A consulta teve como objectivo recolher contributos qualificados para o aperfeiçoamento do diploma que estabelecerá o quadro normativo do Governo Digital em Angola, peça estruturante para o desenvolvimento dos serviços públicos digitais, da interoperabilidade entre instituições do Estado e da relação digital entre a Administração Pública e o cidadão.
A sessão contou com a intervenção de Helena Leep, especialista da Estónia em Governo Aberto, que participou em formato online e apresentou um benchmark internacional sobre os principais referenciais legislativos e institucionais nesta matéria, partilhando experiências comparadas que têm sido determinantes na construção de quadros legais sólidos para o governo digital em diferentes jurisdições.
Coube ao Prof. Doutor Carlos Feijó a apresentação técnica do Anteprojecto de Lei do Governo Digital, expondo a arquitectura, os princípios estruturantes e os principais eixos normativos do diploma. O anteprojecto, composto por 13 capítulos e 107 artigos, introduz uma evolução conceptual relevante ao consagrar o princípio da “Legalidade Digital”, actualizando o paradigma clássico da legalidade administrativa.
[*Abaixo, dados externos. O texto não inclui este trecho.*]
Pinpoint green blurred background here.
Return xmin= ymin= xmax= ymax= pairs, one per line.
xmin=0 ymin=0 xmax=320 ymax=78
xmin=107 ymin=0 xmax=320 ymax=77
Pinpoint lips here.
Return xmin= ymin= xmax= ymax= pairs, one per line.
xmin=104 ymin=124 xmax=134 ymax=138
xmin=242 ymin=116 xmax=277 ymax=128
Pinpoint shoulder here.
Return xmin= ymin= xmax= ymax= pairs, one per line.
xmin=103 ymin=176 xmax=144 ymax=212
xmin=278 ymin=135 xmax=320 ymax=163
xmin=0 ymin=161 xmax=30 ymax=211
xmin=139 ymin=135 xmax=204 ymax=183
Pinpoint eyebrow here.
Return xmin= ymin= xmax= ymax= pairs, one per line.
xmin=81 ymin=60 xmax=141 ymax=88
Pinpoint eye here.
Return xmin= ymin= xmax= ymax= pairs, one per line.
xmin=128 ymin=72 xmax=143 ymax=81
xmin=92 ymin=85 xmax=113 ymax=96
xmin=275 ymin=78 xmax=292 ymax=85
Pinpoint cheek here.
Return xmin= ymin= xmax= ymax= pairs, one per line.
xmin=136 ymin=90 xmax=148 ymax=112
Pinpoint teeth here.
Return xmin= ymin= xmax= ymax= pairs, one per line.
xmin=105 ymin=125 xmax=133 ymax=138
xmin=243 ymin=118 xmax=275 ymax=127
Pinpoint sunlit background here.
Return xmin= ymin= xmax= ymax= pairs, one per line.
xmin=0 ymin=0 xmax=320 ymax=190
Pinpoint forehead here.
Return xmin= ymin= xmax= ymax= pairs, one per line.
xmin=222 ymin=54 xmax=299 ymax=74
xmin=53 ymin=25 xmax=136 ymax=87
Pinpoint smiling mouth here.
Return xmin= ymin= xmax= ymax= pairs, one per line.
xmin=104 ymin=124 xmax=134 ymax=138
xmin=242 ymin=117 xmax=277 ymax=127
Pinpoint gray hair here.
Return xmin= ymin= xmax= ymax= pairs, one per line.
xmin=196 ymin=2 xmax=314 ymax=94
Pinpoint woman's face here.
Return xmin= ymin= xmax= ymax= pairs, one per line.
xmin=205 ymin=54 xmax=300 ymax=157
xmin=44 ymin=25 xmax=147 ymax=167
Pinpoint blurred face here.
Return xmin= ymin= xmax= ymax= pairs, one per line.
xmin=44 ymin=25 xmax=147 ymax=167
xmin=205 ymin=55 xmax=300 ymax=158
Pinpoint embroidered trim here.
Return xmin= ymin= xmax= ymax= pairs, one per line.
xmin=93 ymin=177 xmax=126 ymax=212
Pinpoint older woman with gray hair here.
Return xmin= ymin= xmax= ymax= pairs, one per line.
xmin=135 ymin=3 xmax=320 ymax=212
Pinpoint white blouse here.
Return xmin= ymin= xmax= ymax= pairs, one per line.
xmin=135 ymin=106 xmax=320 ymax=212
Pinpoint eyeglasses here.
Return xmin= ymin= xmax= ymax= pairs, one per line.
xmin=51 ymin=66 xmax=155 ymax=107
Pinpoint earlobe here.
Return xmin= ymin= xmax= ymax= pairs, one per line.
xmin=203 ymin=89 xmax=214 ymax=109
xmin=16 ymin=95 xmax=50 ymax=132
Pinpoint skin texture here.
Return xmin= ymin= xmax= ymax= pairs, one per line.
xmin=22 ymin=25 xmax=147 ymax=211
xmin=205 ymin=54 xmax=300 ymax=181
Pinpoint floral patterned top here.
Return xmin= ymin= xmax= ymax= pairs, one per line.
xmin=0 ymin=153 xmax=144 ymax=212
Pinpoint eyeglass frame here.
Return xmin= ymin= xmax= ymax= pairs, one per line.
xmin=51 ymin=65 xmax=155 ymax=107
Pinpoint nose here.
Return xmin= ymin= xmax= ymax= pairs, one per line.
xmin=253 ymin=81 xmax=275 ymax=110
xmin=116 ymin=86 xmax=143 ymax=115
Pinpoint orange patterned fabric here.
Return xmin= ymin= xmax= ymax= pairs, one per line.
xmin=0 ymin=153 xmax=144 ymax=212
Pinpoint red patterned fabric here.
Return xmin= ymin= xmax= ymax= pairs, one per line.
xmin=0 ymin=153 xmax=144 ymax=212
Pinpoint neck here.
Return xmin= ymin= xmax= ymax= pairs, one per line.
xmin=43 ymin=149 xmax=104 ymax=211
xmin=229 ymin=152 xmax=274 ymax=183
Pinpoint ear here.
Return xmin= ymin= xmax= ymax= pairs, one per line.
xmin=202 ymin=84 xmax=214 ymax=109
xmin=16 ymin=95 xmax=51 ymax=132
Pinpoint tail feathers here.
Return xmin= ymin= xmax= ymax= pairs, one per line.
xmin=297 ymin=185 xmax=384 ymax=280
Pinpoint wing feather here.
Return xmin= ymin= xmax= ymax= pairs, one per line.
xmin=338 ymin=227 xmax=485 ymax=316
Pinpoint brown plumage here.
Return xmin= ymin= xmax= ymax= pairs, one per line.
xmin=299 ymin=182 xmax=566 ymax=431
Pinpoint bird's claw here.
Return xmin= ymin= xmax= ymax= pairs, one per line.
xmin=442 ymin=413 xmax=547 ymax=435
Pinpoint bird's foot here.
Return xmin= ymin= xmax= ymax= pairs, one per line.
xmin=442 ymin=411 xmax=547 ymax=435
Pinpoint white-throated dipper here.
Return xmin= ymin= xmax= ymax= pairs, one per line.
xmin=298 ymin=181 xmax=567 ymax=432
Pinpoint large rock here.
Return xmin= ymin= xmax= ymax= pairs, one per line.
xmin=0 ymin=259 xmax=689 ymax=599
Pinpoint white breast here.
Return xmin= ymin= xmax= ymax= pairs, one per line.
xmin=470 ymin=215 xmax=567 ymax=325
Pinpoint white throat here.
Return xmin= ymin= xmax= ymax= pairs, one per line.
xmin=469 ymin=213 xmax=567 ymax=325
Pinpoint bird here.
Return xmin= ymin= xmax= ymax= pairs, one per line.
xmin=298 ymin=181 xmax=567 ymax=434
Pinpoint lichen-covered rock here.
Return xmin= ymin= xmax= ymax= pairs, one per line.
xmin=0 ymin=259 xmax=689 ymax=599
Na sua intervenção, identificou a falta de interoperabilidade dos sistemas em Angola como uma das principais causas dos estrangulamentos administrativos, da morosidade processual, da duplicação de procedimentos e, por vezes, de decisões administrativas incoerentes e pouco coordenadas, sublinhando que cada órgão, ministério, os tribunais em sua maioria operam hoje com sistemas próprios, sem diálogo entre si situação que o anteprojecto procura superar.
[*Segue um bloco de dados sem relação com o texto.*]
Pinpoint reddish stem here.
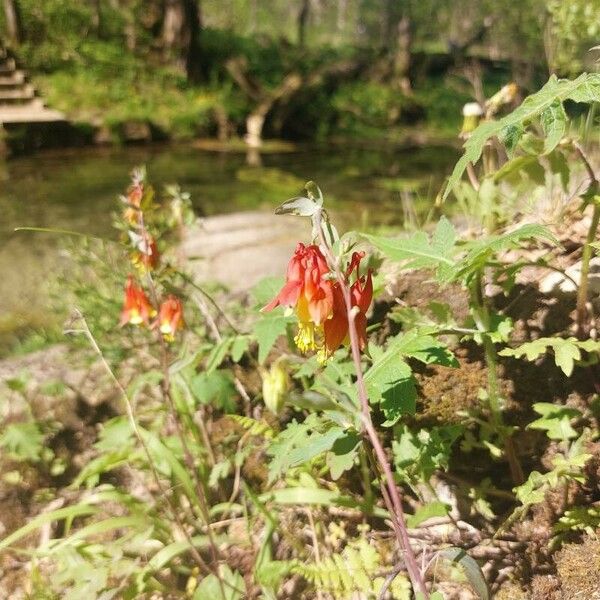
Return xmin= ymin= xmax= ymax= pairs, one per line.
xmin=314 ymin=210 xmax=429 ymax=600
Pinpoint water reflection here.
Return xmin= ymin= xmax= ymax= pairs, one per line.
xmin=0 ymin=146 xmax=457 ymax=346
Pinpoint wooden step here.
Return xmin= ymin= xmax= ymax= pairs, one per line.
xmin=0 ymin=85 xmax=35 ymax=105
xmin=0 ymin=58 xmax=17 ymax=75
xmin=0 ymin=71 xmax=26 ymax=89
xmin=0 ymin=103 xmax=65 ymax=124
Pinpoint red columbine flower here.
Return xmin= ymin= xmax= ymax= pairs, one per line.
xmin=129 ymin=232 xmax=160 ymax=271
xmin=263 ymin=243 xmax=333 ymax=352
xmin=324 ymin=252 xmax=373 ymax=355
xmin=153 ymin=295 xmax=184 ymax=341
xmin=263 ymin=244 xmax=373 ymax=360
xmin=121 ymin=275 xmax=156 ymax=325
xmin=123 ymin=181 xmax=144 ymax=225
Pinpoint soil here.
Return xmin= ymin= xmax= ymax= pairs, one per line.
xmin=0 ymin=214 xmax=600 ymax=600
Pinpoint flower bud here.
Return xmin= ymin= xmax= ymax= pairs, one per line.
xmin=261 ymin=359 xmax=290 ymax=415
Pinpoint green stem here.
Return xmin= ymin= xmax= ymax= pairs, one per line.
xmin=470 ymin=271 xmax=524 ymax=485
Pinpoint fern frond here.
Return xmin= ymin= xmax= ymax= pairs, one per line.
xmin=292 ymin=538 xmax=411 ymax=600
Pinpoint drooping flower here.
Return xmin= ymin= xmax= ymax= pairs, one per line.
xmin=153 ymin=294 xmax=184 ymax=341
xmin=260 ymin=357 xmax=290 ymax=415
xmin=121 ymin=275 xmax=156 ymax=326
xmin=263 ymin=244 xmax=373 ymax=361
xmin=263 ymin=243 xmax=333 ymax=352
xmin=123 ymin=179 xmax=144 ymax=225
xmin=324 ymin=252 xmax=373 ymax=355
xmin=129 ymin=231 xmax=160 ymax=272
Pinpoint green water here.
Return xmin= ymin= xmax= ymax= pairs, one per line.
xmin=0 ymin=146 xmax=457 ymax=353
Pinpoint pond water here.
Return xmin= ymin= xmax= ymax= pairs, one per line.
xmin=0 ymin=146 xmax=458 ymax=353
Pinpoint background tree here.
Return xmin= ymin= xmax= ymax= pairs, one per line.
xmin=3 ymin=0 xmax=23 ymax=46
xmin=162 ymin=0 xmax=201 ymax=80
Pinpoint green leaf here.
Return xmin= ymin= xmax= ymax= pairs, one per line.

O Professor Catedrático explicou que a proposta de lei assenta em três pilares estruturantes: a legalidade e segurança jurídica, com a substituição do tradicional princípio da legalidade administrativa pela legalidade digital; a boa administração, que impõe ao decisor o dever de encontrar sempre a melhor solução entre as várias possíveis; e a protecção de dados, que exige uma articulação cuidadosa com os direitos, liberdades e garantias do cidadão, face ao volume de informação que o Estado passa a deter.